Thursday, April 14, 2022


Lower and Upper Voices

Assyrian proverb, in Benjamin R. Foster, Before the Muses: An Anthology of Akkadian Literature, 3rd ed. (Bethesda: CDL Press, 2005), p. 428:
While the backside was breaking wind,
the mouth brought forth babble (?).
This reminds me of some poems in the Greek Anthology (tr. W.R. Paton).

11.241 (by Nicarchus):
Your mouth and your breech, Theodorus, smell the same, so that it would be a famous task for men of science to distinguish them. You ought really to write on a label which is your mouth and which your breech, but now when you speak I think you break wind.

τὸ στόμα χὠ πρωκτὸς, Θεόδωρε, σοῦ ὄζει,
  ὥστε διαγνῶναι τοῖς φυσικοῖς καλὸν ἦν.
ἦ γράψαι σε ἔδει ποῖον στόμα, ποῖον ὁ πρωκτός,
  νῦν δὲ λαλοῦντος σου βδεῖν σ᾽ ἐνόμιζον ἐγώ.
11.242 (by Nicarchus):
I can't tell whether Diodorus is yawning or has broken wind, for he has one breath above and below.

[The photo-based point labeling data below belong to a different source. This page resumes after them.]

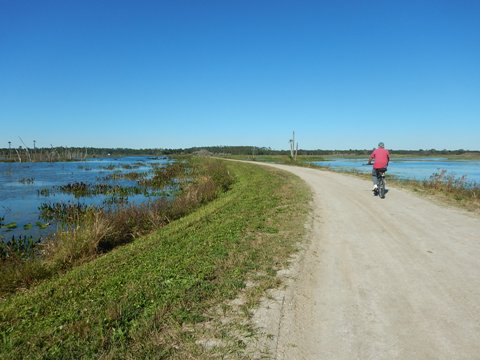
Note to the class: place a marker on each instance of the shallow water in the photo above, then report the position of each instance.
(414, 168)
(20, 200)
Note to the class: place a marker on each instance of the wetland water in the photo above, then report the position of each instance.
(24, 187)
(413, 168)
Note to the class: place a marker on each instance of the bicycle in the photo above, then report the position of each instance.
(381, 183)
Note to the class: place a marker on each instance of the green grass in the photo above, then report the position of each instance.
(142, 300)
(443, 187)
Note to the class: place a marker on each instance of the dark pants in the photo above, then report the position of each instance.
(374, 175)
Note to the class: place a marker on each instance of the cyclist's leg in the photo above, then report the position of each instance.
(374, 178)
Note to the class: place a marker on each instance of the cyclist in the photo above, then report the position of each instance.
(381, 158)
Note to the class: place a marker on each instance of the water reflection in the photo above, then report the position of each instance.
(414, 168)
(24, 187)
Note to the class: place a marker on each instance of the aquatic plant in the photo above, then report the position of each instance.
(77, 189)
(43, 192)
(64, 213)
(20, 246)
(28, 180)
(10, 226)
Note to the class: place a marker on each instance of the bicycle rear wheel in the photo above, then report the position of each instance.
(381, 187)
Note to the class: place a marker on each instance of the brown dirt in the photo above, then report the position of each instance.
(397, 278)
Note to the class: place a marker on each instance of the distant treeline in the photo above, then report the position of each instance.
(78, 153)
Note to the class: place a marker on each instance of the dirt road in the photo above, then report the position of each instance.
(397, 278)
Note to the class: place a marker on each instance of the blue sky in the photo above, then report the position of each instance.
(182, 73)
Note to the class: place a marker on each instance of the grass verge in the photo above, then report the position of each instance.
(441, 186)
(142, 300)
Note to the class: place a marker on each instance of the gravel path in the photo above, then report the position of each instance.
(397, 278)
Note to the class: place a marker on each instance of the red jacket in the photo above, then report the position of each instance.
(381, 157)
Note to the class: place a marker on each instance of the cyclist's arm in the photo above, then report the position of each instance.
(370, 159)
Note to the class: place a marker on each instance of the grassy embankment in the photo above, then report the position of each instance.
(158, 296)
(441, 186)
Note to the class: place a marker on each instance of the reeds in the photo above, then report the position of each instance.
(87, 231)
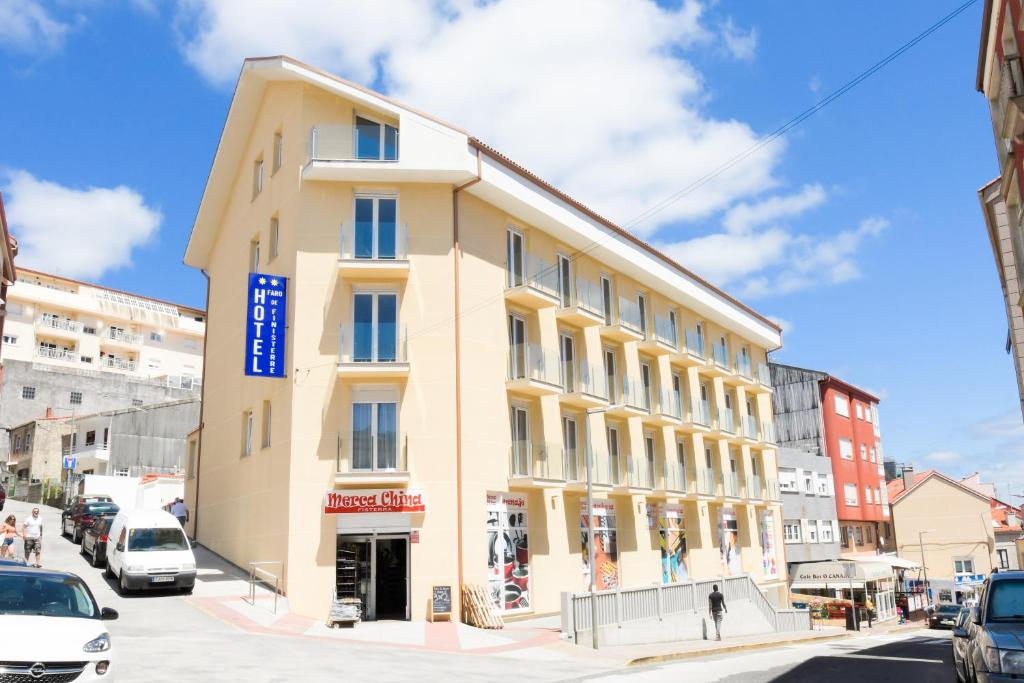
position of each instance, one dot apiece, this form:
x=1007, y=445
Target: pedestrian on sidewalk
x=180, y=510
x=32, y=532
x=8, y=529
x=716, y=603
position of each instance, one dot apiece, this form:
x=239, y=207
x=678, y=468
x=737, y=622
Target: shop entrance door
x=375, y=569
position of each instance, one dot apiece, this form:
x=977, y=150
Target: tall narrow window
x=375, y=436
x=376, y=322
x=514, y=255
x=567, y=344
x=564, y=281
x=517, y=347
x=376, y=227
x=606, y=299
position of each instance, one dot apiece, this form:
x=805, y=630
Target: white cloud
x=77, y=232
x=595, y=96
x=745, y=215
x=27, y=27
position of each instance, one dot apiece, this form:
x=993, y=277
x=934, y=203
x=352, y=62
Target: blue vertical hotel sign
x=265, y=326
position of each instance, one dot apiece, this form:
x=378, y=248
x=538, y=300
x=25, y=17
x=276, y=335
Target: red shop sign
x=374, y=500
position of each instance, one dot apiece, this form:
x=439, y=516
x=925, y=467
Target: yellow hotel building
x=459, y=336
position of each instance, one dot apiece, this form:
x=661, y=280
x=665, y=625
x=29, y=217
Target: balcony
x=64, y=354
x=584, y=385
x=536, y=465
x=368, y=459
x=534, y=371
x=123, y=365
x=629, y=326
x=582, y=306
x=115, y=337
x=371, y=254
x=372, y=352
x=59, y=327
x=535, y=286
x=664, y=340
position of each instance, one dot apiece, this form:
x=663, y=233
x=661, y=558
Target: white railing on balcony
x=694, y=343
x=118, y=364
x=58, y=324
x=629, y=314
x=380, y=245
x=665, y=332
x=124, y=337
x=531, y=361
x=56, y=353
x=386, y=452
x=372, y=344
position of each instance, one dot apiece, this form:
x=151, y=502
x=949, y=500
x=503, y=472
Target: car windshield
x=25, y=593
x=157, y=539
x=1006, y=602
x=99, y=509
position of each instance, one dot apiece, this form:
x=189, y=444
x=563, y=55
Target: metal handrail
x=254, y=568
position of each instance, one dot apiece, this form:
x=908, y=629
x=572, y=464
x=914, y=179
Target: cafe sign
x=368, y=501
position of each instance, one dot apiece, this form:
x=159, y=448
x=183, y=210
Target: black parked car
x=994, y=633
x=94, y=541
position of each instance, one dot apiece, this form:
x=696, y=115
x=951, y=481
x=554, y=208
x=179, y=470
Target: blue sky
x=862, y=231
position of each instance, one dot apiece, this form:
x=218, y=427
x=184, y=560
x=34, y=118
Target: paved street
x=170, y=637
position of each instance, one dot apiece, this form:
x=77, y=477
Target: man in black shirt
x=716, y=604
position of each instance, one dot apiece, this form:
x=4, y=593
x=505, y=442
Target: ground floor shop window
x=728, y=542
x=605, y=544
x=508, y=551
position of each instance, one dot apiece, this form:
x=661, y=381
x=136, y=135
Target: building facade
x=810, y=527
x=460, y=335
x=822, y=415
x=947, y=526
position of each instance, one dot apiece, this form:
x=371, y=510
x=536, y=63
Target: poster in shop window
x=728, y=542
x=508, y=551
x=605, y=544
x=768, y=563
x=672, y=532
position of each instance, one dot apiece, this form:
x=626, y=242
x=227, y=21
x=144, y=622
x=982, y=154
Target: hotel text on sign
x=374, y=500
x=265, y=326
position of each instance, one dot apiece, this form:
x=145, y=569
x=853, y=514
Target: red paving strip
x=438, y=637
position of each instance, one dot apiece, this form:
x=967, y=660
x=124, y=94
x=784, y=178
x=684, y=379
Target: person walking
x=716, y=604
x=32, y=532
x=8, y=529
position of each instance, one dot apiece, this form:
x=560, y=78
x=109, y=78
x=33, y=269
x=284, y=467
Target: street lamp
x=590, y=520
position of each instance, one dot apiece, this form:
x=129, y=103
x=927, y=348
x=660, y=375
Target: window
x=376, y=140
x=279, y=148
x=964, y=565
x=257, y=177
x=375, y=436
x=850, y=492
x=375, y=336
x=842, y=406
x=377, y=227
x=247, y=433
x=274, y=237
x=265, y=429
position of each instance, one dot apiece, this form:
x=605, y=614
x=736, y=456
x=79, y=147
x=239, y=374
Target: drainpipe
x=202, y=404
x=458, y=367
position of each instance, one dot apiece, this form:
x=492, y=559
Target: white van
x=147, y=549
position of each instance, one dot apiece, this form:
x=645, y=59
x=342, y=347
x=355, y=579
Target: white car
x=52, y=628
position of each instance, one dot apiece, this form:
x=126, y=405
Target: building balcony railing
x=58, y=324
x=380, y=458
x=56, y=354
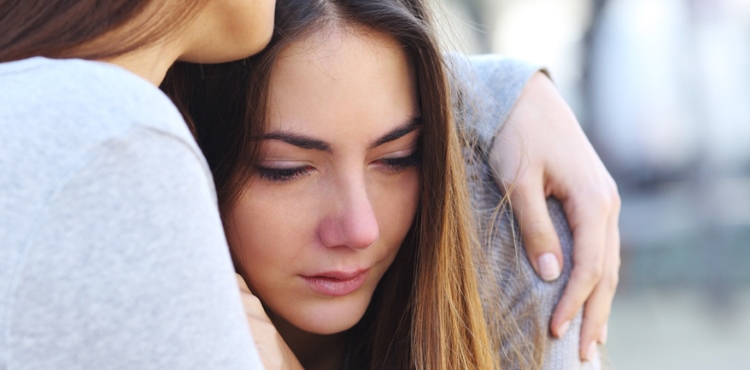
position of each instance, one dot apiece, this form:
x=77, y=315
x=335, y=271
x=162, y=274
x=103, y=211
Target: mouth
x=336, y=283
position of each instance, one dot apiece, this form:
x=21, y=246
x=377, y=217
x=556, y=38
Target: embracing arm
x=497, y=90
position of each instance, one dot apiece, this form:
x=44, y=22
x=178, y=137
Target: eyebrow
x=398, y=132
x=306, y=142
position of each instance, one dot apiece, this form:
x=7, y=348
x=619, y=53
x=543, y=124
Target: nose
x=352, y=222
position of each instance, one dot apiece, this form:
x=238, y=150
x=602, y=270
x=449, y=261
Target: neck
x=149, y=63
x=314, y=351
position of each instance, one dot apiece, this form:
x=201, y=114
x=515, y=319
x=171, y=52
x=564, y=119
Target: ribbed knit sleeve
x=487, y=88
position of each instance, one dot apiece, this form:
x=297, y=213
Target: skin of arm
x=542, y=152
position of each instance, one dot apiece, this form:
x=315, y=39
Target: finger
x=599, y=305
x=588, y=221
x=538, y=233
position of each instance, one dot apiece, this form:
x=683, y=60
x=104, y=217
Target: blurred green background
x=662, y=88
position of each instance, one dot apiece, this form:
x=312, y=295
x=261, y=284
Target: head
x=206, y=31
x=341, y=181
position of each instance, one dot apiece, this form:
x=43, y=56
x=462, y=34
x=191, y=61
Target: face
x=337, y=187
x=227, y=30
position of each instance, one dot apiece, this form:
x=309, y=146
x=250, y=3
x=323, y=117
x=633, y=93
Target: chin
x=326, y=319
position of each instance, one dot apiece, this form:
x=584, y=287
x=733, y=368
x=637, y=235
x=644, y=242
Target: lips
x=336, y=283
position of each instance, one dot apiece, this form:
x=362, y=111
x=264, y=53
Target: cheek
x=396, y=205
x=260, y=237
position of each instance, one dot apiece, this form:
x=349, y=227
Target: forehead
x=340, y=76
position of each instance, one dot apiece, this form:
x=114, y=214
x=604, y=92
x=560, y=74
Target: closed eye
x=282, y=174
x=398, y=164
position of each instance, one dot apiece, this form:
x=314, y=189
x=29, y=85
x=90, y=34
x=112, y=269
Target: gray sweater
x=112, y=253
x=488, y=87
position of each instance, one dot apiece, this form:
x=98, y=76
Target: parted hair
x=427, y=311
x=74, y=28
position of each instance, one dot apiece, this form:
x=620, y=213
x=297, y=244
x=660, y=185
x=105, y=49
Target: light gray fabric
x=112, y=254
x=488, y=87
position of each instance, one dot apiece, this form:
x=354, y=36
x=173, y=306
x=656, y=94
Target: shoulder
x=86, y=97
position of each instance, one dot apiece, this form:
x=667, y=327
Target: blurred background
x=662, y=88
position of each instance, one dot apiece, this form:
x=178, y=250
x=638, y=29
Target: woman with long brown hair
x=113, y=254
x=342, y=187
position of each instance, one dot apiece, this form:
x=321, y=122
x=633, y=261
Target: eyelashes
x=282, y=174
x=400, y=163
x=391, y=165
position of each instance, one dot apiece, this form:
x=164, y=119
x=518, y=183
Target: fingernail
x=605, y=333
x=563, y=329
x=591, y=352
x=549, y=269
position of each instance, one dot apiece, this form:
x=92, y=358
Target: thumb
x=539, y=236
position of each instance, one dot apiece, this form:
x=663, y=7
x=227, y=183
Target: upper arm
x=486, y=87
x=127, y=267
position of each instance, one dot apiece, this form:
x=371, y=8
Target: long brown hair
x=435, y=320
x=74, y=29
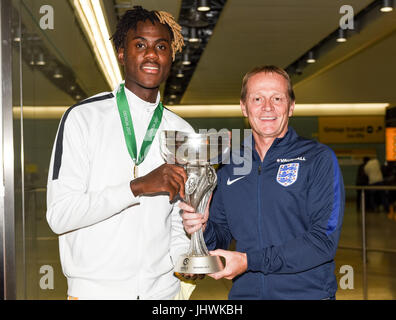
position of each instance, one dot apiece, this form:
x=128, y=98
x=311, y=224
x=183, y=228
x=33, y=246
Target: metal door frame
x=7, y=210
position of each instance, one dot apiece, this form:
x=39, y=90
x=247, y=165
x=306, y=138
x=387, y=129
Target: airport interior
x=339, y=54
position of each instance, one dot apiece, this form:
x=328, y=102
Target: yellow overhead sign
x=390, y=144
x=352, y=129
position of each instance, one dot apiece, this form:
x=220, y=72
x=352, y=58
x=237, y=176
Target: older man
x=285, y=214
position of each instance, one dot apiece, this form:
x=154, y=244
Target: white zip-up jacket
x=112, y=244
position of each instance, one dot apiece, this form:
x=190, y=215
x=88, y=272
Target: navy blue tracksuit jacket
x=286, y=214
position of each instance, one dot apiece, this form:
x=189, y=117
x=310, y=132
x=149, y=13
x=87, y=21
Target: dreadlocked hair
x=131, y=18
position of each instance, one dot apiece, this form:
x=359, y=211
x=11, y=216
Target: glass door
x=53, y=68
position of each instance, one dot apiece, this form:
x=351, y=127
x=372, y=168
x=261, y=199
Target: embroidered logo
x=287, y=174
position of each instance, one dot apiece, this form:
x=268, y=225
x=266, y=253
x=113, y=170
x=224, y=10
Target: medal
x=129, y=132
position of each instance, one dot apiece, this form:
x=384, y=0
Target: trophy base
x=198, y=264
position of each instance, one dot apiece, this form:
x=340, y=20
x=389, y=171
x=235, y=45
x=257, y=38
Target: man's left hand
x=236, y=263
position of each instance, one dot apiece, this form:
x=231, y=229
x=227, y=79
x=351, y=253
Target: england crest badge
x=287, y=174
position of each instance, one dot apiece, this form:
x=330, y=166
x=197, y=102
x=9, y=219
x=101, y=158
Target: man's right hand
x=167, y=178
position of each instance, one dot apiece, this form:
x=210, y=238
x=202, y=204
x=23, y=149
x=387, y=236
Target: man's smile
x=150, y=68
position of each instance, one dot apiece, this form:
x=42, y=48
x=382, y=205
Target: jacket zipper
x=259, y=224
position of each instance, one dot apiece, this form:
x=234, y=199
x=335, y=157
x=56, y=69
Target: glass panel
x=52, y=66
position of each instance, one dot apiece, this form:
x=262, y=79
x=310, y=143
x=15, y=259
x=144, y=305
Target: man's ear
x=243, y=108
x=120, y=56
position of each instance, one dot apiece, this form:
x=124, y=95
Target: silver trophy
x=196, y=153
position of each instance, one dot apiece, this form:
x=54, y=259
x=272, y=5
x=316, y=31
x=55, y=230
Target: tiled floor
x=42, y=249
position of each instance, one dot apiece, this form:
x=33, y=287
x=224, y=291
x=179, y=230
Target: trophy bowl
x=196, y=152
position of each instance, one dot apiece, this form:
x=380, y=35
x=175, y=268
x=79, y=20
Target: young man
x=286, y=214
x=109, y=191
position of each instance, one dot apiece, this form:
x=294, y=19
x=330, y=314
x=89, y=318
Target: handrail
x=364, y=247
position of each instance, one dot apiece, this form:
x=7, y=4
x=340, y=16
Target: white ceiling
x=248, y=33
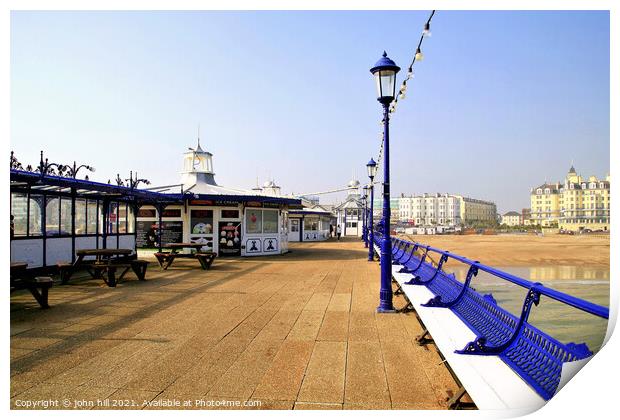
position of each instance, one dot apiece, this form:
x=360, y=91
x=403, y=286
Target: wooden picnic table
x=176, y=246
x=37, y=286
x=105, y=263
x=165, y=259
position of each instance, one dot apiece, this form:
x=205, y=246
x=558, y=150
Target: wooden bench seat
x=38, y=287
x=165, y=259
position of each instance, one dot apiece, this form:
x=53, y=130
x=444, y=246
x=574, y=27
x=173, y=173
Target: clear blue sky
x=502, y=102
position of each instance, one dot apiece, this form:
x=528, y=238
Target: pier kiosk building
x=228, y=221
x=53, y=214
x=350, y=213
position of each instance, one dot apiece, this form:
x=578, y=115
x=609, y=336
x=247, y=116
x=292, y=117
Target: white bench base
x=491, y=384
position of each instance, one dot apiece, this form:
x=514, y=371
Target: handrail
x=575, y=302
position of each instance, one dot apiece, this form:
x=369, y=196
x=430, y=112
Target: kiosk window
x=52, y=216
x=254, y=221
x=35, y=226
x=147, y=213
x=171, y=213
x=230, y=214
x=91, y=217
x=80, y=216
x=19, y=209
x=270, y=221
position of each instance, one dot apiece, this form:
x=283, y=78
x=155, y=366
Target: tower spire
x=198, y=148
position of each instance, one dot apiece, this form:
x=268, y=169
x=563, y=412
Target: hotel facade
x=445, y=210
x=576, y=205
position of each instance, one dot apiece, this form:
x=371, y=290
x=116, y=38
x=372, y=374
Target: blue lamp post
x=365, y=216
x=384, y=72
x=372, y=171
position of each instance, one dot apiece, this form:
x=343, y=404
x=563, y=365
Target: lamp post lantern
x=365, y=217
x=372, y=171
x=384, y=72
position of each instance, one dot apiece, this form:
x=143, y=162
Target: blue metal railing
x=532, y=354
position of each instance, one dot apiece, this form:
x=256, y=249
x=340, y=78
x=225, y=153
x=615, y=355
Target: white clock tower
x=197, y=167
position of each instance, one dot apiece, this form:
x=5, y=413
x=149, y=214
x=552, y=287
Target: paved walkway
x=294, y=331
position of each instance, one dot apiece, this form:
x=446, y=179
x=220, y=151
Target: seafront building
x=444, y=210
x=576, y=205
x=511, y=218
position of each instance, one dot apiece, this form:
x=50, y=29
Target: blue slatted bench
x=466, y=325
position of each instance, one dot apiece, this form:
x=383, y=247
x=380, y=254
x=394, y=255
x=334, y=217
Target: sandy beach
x=524, y=250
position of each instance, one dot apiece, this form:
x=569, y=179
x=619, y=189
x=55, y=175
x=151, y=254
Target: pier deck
x=293, y=331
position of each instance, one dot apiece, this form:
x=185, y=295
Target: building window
x=80, y=216
x=230, y=214
x=19, y=210
x=147, y=213
x=35, y=216
x=270, y=221
x=171, y=213
x=92, y=216
x=52, y=216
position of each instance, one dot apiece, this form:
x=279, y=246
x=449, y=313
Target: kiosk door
x=201, y=228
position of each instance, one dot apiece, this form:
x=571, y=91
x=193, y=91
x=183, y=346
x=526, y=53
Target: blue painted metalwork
x=532, y=354
x=386, y=70
x=372, y=165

οὐ δύναμαι γνῶναι, πότερον χαίνει Διόδωρος,
  ἢ βδῆσ᾽· ἓν γὰρ ἔχει πνεῦμα κάτω καὶ ἄνω.
11.415 (by Antipater or Nicarchus):
Who, Mentorides, so obviously transferred your breech to the place where your mouth formerly was? For you break wind and do not breathe, and you speak from the lower storey. I wonder how your lower parts became your upper!

τίς σοῦ, Μεντορίδη, προφανῶς οὕτως μετέθηκεν
  τὴν πυγήν, οὗπερ τὸ στόμ᾽ ἔκειτο πρὸ τοῦ;
βδεῖς γάρ, κούκ ἀναπνεῖς, φθέγγῃ δ᾽ ἐκ τῶν καταγείων.
  θαῦμά μ᾽ ἔχει τὰ κάτω πῶς σου ἄνω γέγονεν.